Folha de S. Paulo


Vamos enterrar os #malditosfios?

Aconteceu tudo de novo: choveu forte, caíram árvores que levaram postes para o chão, áreas da cidade ficaram ilhadas sob apagão, uma pessoa morreu. Imediatamente todos os olhos se voltam para a nossa pobre flora e começa a temporada de poda irracional. As árvores, tão necessárias para a qualidade de vida na cidade, caem sobre fios que já não tinham mais nada que estar fazendo ali no ar, há muito já deviam ter sido enterrados.

Entre sua eleição e a posse, em 1º.jan.2013, o prefeito Fernando Haddad manifestou-se favorável a uma política sistemática de enterramento da fiação aérea da cidade de São Paulo. Era um bom sinal, para uma cidade que tem cerca de 17 mil km de ruas com fiação aérea para distribuição de energia elétrica e uma demanda cada vez maior de fios de telefonia, TV a cabo e internet.

Mas logo que tomou posse, provavelmente diante dos altos custos e do tempo necessário para enterrar todos os fios da capital (estimam 60 anos), o prefeito silenciou sobre o assunto e voltamos ao ritmo lento das administrações anteriores: enterramento de fios quando a prefeitura realiza obras de revitalização de ruas ou avenidas, como foi o caso da Faria Lima, ou em apoio a iniciativas privadas, como foi o caso da rua Avanhandava (centro) ou da Oscar Freire (Jardins).

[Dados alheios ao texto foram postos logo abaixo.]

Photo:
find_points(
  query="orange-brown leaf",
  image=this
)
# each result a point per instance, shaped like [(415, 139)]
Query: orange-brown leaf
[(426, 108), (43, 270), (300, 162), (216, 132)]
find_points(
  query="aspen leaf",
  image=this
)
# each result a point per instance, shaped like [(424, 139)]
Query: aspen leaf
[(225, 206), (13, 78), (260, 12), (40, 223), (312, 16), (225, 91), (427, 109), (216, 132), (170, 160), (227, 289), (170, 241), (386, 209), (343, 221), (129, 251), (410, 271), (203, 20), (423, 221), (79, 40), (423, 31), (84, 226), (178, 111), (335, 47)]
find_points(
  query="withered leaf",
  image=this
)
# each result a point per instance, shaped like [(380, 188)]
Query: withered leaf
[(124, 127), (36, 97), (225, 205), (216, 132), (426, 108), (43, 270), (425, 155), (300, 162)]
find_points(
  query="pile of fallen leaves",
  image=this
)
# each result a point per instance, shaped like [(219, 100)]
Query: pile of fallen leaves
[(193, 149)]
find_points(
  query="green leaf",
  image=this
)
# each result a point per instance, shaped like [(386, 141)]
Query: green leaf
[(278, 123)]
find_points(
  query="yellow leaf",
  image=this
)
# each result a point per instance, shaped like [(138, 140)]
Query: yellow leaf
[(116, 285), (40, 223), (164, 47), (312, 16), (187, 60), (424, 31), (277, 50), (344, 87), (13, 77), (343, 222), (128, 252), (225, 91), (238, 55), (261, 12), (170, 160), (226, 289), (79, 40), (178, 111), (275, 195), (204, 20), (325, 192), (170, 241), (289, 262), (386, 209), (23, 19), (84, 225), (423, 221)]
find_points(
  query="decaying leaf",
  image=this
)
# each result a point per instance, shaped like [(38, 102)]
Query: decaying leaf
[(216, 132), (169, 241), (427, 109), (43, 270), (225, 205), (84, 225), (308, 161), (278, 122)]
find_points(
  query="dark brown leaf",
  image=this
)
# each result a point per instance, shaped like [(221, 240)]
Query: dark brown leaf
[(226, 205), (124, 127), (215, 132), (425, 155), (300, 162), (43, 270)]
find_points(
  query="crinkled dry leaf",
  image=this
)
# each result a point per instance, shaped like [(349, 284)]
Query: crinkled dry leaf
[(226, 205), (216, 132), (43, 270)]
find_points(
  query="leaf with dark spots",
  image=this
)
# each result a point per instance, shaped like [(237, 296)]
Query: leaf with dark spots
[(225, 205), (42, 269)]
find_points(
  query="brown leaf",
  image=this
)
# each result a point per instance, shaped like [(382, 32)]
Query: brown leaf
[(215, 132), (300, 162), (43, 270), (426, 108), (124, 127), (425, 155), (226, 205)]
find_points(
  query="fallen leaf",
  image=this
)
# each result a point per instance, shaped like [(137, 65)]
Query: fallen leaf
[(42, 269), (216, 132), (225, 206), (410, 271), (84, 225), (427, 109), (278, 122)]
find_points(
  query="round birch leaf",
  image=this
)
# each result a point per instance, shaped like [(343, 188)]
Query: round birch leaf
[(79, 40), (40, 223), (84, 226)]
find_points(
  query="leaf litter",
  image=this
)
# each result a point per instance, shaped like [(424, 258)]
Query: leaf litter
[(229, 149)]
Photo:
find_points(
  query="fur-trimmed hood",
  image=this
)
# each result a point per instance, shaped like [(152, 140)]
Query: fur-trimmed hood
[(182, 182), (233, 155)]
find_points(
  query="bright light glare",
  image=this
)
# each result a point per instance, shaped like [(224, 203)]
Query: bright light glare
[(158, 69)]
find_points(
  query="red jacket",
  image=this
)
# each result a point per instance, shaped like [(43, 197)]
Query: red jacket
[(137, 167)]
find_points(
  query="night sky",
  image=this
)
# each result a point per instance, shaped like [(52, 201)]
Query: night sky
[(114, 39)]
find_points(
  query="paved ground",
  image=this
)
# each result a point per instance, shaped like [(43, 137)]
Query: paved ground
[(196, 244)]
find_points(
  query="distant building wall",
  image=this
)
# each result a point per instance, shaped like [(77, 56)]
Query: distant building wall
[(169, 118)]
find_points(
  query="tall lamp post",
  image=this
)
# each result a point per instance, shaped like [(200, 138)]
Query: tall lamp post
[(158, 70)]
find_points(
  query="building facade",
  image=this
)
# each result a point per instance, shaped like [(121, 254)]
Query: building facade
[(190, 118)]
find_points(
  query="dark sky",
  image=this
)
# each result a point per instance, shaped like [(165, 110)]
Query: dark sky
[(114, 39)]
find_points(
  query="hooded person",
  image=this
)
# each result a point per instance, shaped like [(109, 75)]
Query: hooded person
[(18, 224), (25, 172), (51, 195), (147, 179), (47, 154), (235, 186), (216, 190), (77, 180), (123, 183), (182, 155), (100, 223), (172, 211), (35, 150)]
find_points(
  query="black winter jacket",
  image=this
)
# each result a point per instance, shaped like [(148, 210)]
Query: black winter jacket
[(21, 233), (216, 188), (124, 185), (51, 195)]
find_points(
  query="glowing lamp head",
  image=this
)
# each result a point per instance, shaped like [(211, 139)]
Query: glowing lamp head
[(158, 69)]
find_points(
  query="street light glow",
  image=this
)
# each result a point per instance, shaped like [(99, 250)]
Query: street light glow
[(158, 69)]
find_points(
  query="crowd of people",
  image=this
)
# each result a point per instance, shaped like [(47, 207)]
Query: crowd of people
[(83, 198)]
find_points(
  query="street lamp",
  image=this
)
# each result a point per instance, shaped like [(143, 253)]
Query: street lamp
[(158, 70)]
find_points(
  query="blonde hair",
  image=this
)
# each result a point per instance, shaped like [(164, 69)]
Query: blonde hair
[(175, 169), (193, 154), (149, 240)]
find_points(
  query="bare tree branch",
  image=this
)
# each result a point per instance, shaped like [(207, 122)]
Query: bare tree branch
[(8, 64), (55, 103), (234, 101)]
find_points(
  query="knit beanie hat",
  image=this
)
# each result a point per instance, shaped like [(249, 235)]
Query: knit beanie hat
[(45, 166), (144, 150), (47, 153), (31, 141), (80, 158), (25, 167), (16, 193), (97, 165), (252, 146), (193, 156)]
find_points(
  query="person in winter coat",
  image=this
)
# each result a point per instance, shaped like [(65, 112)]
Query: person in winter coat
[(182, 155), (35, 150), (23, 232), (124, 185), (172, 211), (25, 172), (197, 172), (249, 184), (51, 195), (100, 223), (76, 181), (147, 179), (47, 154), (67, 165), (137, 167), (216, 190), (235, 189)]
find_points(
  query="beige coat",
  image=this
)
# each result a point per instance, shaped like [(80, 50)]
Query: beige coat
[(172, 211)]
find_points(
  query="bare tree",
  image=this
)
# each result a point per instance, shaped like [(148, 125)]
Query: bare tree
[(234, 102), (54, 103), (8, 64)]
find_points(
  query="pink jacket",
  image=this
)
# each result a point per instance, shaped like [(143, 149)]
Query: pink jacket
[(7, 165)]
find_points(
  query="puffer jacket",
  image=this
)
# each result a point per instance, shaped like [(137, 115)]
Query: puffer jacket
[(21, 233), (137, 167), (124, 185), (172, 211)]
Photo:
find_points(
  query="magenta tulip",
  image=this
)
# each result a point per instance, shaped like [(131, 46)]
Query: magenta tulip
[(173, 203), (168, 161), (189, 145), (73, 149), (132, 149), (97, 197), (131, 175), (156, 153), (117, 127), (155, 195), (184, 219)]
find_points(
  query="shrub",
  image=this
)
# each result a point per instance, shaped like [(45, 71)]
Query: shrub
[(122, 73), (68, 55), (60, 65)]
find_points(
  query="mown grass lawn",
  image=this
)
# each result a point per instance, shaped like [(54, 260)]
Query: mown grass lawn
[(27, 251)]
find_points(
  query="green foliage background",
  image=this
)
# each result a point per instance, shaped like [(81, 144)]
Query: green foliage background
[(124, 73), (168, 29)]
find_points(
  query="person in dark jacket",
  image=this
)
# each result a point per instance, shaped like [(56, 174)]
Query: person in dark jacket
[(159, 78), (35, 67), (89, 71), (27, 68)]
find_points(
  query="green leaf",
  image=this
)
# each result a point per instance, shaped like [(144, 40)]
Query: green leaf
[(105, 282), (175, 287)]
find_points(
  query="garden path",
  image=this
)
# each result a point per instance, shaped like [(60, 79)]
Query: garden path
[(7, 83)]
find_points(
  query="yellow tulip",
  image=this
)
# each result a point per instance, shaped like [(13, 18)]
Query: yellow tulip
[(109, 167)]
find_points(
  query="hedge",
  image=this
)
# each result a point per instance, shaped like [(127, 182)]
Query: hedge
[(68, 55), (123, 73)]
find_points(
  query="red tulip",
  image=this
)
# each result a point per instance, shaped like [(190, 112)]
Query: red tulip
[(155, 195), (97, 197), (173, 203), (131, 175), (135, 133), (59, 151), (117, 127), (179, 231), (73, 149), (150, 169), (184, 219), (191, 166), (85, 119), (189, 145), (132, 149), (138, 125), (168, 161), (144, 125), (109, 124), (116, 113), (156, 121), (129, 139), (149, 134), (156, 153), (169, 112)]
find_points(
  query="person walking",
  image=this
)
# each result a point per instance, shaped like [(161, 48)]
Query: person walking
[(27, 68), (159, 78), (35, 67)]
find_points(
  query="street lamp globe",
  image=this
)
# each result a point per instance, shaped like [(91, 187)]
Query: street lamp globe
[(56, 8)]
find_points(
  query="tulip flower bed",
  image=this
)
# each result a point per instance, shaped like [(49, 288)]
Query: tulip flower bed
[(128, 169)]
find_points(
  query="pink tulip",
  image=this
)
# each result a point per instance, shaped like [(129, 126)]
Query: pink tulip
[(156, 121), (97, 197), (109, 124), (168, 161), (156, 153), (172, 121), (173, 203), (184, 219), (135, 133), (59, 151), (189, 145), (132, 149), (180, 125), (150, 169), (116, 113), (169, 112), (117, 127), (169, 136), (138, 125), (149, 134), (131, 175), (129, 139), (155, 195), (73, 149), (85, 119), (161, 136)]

Além dos ventos, cada vez mais fortes, só a Eletropaulo se movimentou nestes três anos: produziu um plano de ação detalhado que propõe o enterramento de toda a área do centro expandido (aquela região onde vigora o rodízio dos automóveis) em dez anos. Para isso, enterraríamos 250 km de fios a cada ano, o que é o ritmo que Tóquio vem cumprindo desde que iniciou o seu programa. A empresa propõe que a prefeitura crie uma autoridade municipal para coordenar as ações públicas e privadas, de forma que todas as obras em ruas (para metrô, jardins, esgotos, corredores de ônibus ou viadutos) incluam o enterramento da fiação aérea da região.

O custo desse enterramento, feito isoladamente, seria de R$ 10 bilhões. Mas com coordenação do poder público, desconto de impostos federais, estaduais e municipais e contribuição das empresas envolvidas, a empresa elétrica estima que seria possível reduzir o valor a 20% (dois bilhões), que ela propõe dividir entre prefeitura, as outras empresas que usam postes e os consumidores. Será possível? O único jeito de saber é o poder público avaliar os números e a estratégia.

O prefeito Haddad considera, com razão, que a lei de privatização da Eletropaulo, no governo Mario Covas, deveria ter incluído o enterramento entre as obrigações do comprador. Mas não podemos ficar chorando sobre os fios derrubados, é preciso criar condições para avançar.

Fiações aéreas sofrem 13 vezes mais interrupções do que as enterradas; têm custos maiores de manutenção e provocam maiores prejuízos para os clientes em geral (um custo que acaba não sendo computado, porque empresas e cidadãos acabam por não cobrar). As empresas de telefonia e internet pagam aluguéis pelo uso dos postes. Tudo isso calculado poderia ser usado para criar uma forma de financiamento de longo prazo do enterramento.

Vai começar uma campanha eleitoral. É uma oportunidade para a sociedade cobrar dos candidatos uma posição: se querem ter árvores saudáveis na cidade, precisam planejar o enterramento dos fios.